Footsteps came from the deeply shadowed pavement before her, going steps, receding quickly. The drama of the darkening town was but lightly held together, as if she could break it with a laugh. She walked briskly through an upper street thinking of her friends and of Catherine’s going. She had from each, she reflected, what each held out to her, and her music counted richly for something. A long strange gloom was settling over the rolling hills beyond the town where the fields and the pastures lay, a gloom lit with the strange light from a low-bent horizon, vividly burnt to orange and black-red. The town was the dark core around which the fields centered. Albert was whispering his wish and his intention, growing daily more sure and more restless. All day the town had been the leaping, out-crying center of the farmed acres, the traders shouting their musical incantations over the mounting prices of cattle and mules, and Albert had summarized many goods as he had stood before her to make his speech from the court-house, had set a hilltop upon the day and upon the plowed fields. “In less than two weeks,” he had said the night before, and the week was well begun. “The kind of lover you’ll want.”

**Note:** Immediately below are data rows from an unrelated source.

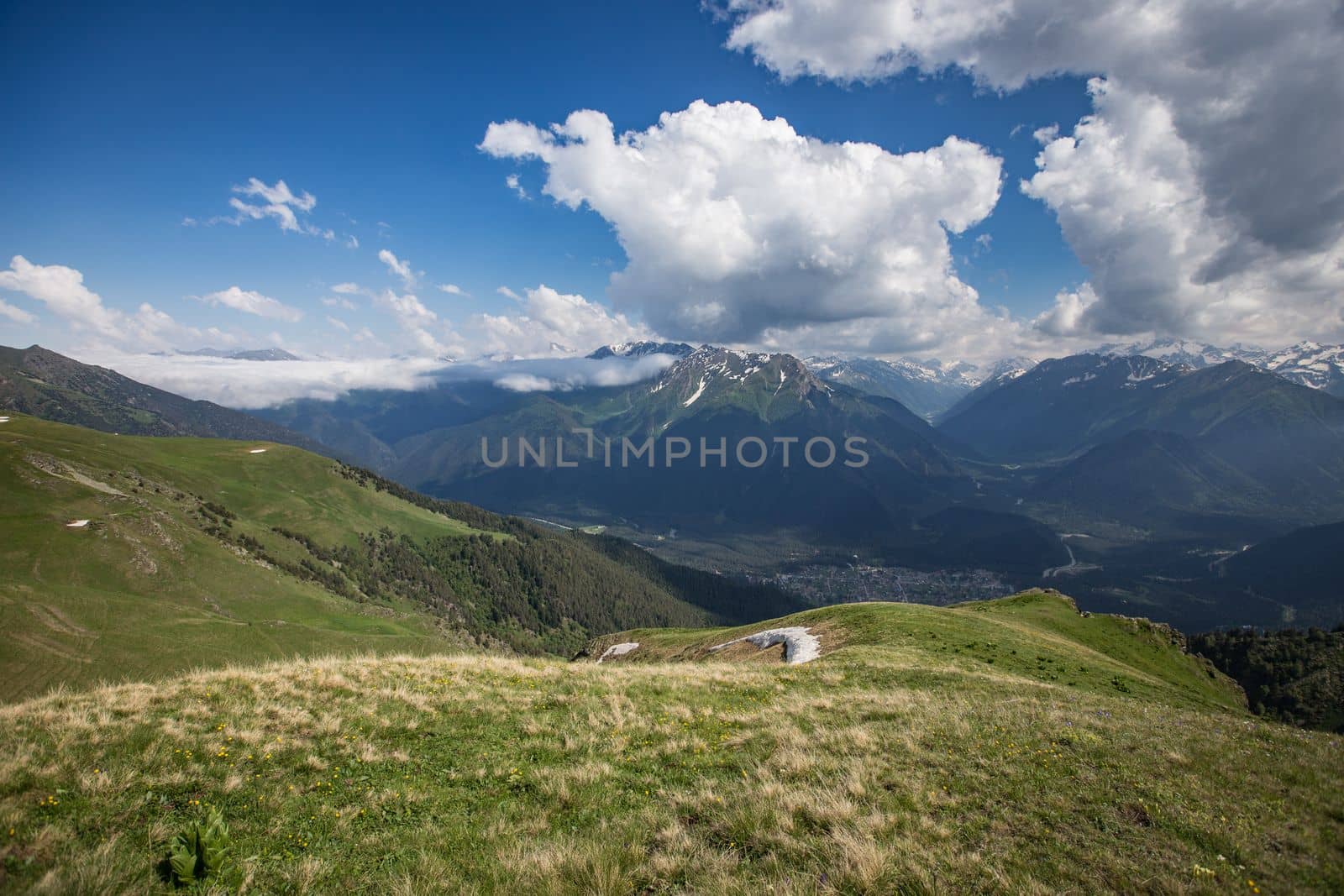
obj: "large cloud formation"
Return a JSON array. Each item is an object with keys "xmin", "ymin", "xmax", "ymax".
[
  {"xmin": 0, "ymin": 255, "xmax": 202, "ymax": 348},
  {"xmin": 726, "ymin": 0, "xmax": 1344, "ymax": 343},
  {"xmin": 481, "ymin": 101, "xmax": 1001, "ymax": 352}
]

All about, up and down the street, were remote sounds of retreating steps, coming steps, voices that cried out in low commands or questions, but they said nothing for her beyond the abundant drama of their passing. She moved in a richness and fullness of sensation, cloaked in sense, or the pleasure of setting her feet forward swiftly drowned all thought in momentary pools of physical being. Or, standing at the gate after the walk, having heard the click of the gate latch which always meant the end of a journey, the peculiar sound of the gate when it was closed from within the garden, a deep metal click, alto, unlike that of any other gate she knew, a token of possible finalities came into her thought and her bodily presence. Albert gathered the fields together and centered them, but in turn he centered himself into her body. The parallels of the street converged far down in the west at the line the set sun made with the hills. The cool of the night touched her face and a shiver passed over her body, less of cold than of emotion deeply established as she recognized some unity within herself which related to her friends, to Albert’s wish, to Conway’s gentleness and beauty, and a clear thought of Conway brought a smile to her lips.
“This is my spirit, my soul. It’s here,” she said. “This unit. I can almost touch it with my words.” Dark had come now. The lights of the town were burning in order, one after the other up the street. She passed up the steps of the gallery slowly.